12 Feb / In the Cemetery of the Orange Trees by Jeff Talarigo [in Booklist]
Jeff Talarigo, a peripatetic global citizen whose spare, exquisite fiction also tends toward the international – Japan for The Pearl Diver (2004), the North Korean and Chinese border for The Ginseng Hunter (2008) – alchemizes his time in Gaza into this affecting novel in loosely linked stories. An unnamed American finds himself welcomed into a local’s home in Jabaliya, the Gaza Strip’s largest refugee camp: “I trust your eyes,” Fayez explains as they walk down the aptly named School Street. Thus begins the American’s education in the occupied Palestinian experience, through history, memories, myths, and parables shared by those who stay, and those who somehow leave.
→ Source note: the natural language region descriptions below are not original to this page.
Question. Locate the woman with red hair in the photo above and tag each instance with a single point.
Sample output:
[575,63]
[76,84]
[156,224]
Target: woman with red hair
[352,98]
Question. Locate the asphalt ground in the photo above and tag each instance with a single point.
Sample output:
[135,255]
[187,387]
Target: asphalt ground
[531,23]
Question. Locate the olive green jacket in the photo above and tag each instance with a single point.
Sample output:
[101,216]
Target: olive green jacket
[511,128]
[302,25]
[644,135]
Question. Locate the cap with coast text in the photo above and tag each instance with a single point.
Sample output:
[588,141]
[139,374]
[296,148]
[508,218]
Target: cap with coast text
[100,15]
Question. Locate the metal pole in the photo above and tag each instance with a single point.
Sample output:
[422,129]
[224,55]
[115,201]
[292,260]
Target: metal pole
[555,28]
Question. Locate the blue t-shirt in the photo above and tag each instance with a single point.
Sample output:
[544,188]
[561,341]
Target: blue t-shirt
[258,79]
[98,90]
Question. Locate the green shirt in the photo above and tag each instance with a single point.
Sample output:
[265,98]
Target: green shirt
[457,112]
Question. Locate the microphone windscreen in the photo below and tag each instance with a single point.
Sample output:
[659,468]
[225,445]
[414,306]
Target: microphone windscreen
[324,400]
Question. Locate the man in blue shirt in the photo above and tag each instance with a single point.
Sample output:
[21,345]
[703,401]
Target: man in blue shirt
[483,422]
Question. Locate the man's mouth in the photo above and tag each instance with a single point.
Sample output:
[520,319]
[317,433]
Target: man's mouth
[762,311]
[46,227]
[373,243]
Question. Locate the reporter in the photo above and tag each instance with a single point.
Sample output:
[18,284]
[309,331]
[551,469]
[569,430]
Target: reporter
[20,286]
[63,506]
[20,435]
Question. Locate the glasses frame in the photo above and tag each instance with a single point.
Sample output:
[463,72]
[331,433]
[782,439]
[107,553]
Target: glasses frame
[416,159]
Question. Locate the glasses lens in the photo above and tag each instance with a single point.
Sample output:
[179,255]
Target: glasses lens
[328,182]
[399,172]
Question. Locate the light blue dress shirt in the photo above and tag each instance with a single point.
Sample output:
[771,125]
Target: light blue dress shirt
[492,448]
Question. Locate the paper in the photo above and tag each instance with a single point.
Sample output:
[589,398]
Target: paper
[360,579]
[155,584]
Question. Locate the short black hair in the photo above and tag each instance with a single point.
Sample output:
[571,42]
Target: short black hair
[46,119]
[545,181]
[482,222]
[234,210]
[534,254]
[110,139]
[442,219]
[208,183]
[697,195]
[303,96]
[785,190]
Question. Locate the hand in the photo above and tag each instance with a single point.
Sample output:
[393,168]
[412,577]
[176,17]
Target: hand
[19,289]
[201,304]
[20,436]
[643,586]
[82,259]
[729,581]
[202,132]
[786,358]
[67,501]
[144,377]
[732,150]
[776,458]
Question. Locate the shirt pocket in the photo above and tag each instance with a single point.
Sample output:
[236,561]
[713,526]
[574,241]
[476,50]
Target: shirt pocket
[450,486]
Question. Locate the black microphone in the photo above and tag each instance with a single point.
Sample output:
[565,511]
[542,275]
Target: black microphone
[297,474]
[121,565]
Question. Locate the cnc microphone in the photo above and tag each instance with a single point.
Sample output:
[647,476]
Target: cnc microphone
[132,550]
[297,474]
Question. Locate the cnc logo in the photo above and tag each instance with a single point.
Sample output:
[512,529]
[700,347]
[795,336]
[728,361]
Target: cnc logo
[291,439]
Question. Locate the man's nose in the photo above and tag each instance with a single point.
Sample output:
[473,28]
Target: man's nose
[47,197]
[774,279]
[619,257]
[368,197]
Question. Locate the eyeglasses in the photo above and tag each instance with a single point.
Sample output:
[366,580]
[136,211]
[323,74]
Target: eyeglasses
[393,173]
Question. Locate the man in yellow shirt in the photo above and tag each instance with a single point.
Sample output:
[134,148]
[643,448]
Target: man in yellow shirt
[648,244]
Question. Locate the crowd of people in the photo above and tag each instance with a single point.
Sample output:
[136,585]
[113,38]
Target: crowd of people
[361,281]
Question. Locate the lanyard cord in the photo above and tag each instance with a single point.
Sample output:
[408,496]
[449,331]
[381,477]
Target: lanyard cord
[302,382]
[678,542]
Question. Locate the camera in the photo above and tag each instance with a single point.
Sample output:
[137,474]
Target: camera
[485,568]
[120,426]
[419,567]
As children learn, “It is in the cemetery of the orange trees that we keep alive our story.” So, too, the American absorbs the tales of a man whose wife births a goat, that goat’s fate as witnessed by his “night guardian,” a fratricidal hawk, a fatherless boy obsessed with photographs of the dead, a book-ingesting man, a birthday boy’s encounter with a young lion, the Gaza Zoo’s animals and the single veterinarian who cares for them. “There is so much the American does not know,” Talarigo presses, adding further urgency with stinging, ruthless lessons – ironically, so gorgeously rendered – that deserve immediate empathic attention.